The Private Lives of Pippa Lee
Dir. Rebecca Miller, U.S., Screen Media Films

One of contemporary cinema’s most graceful, taken-for-granted actors, Robin Wright, too long in the shadow of her ex-husband, would seemingly have finally found the perfect leading role in Rebecca Miller’s The Private Lives of Pippa Lee, in which she plays a graceful, taken-for-granted wife and mother. Onscreen, Wright imbues her roles with effortless compassion, which is always just barely peeking out from layers of weariness and insecurity. Her lack of actorly grandstanding has often relegated her to smaller roles, but rather than languish in supporting parts, she thrives, from her one-scene, one-shot wonder in Rodrigo Garcia’s Nine Lives, in which, pregnant and dissatisfied, she comes upon an old flame in a supermarket and runs through a lifetime emotions with the merest flickers in her eyes, to the seemingly thankless estranged-wife role in Shyamalan’s Unbreakable, which in a few scenes she turns into a symphony of regret and doubt. Unfortunately with Pippa Lee this most deserving of actresses has found a role in a film that doesn’t deserve her.

The Private Lives of Pippa Lee‘s heart is in the right place, but it’s far too stuck in the conventions and clichés of suburban female liberation narratives to impress as anything other than dutiful and impersonal. Wright plays the titular character, the much younger wife of a successful publisher, Herb (Alan Arkin), who has passively been at her husband’s side for decades, even now as he moves to a Connecticut retirement community; her friends (including a weepy Winona Ryder) treat her with dull respect, her grown children (among them a nastily self-righteous Zoe Kazan) ignore her, Herb is grateful for her care but ignorant of her needs. Meanwhile, she remains haunted by the memory of her unbalanced, Dexedrine-addicted mother (Maria Bello, emoting to the rafters again).

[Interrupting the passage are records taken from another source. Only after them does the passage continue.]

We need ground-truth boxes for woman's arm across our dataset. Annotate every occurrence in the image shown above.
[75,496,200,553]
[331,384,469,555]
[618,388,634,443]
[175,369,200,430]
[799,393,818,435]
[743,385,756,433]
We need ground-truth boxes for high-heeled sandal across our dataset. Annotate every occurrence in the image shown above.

Naturally, the film charts Pippa’s awakening, her realization that she has devoted her life to someone else, and in the process has lost her identity (once troubled, spontaneous, and spunky, as we learn in flashbacks starring Blake Lively as Pippa), something she perhaps can still reclaim—maybe with the help of her neighbor’s drifter son, a studly savior played by Keanu Reeves sporting full-torso Jesus body art.

It’s that elaborate tattoo, incidentally, that’s indicative of a larger problem in the film. Adapted by Miller from her own novel, the film reeks of those eccentric novelistic flourishes that most filmmakers would wisely excise from book to screen, which in addition to Reeves’s illustrated chest, includes quirky anecdotes of Pippa being born with a coat of vestigial fur, flashbacks to her experiences as a naughty S&M teen model, and a gratuitous (and clearly truncated) segment with Monica Bellucci as a voluptuous suburban housewife (!) who blows her brains out during an outlandish dinner party. These occasional hiccups of self-conscious idiosyncrasy are matched by Miller’s overdetermined visual palette (sterile, white, full of ennui), by-the-book transitions (flashbacks to her childhood are cued by period doo-wop, wouldn’t you know?) and misguided stylistic choices, which range from clunky moving-backwards-in-time effects to poorly placed slow-motion, to, seriously, a brief animation fantasy.

Such decisions show not only a certain lack of aesthetic unity and sophistication but also severely detract from what should be the film’s unerring focus: Robin Wright. She’s perhaps not entirely convincing as a dowdy or dismissible housewife, but the actress brings so much charisma and inner spirit to Pippa that all the other characters orbiting around her just seem false contrivances in comparison, especially Reeves as the loner, the only one who really “gets” Pippa, and Ryder, with her distraught pixie routine. Also Wright’s talent and presence naturally makes dialogue like “She is a mystery, an enigma!” and Pippa’s own explanation that “Our marriage functions because we will it to” utterly redundant, yet novelist-filmmaker Miller feels the need to spell out every last inner thought and emotion. If only Miller had just trusted Wright’s subtly expressive face as her film’s only necessary effect.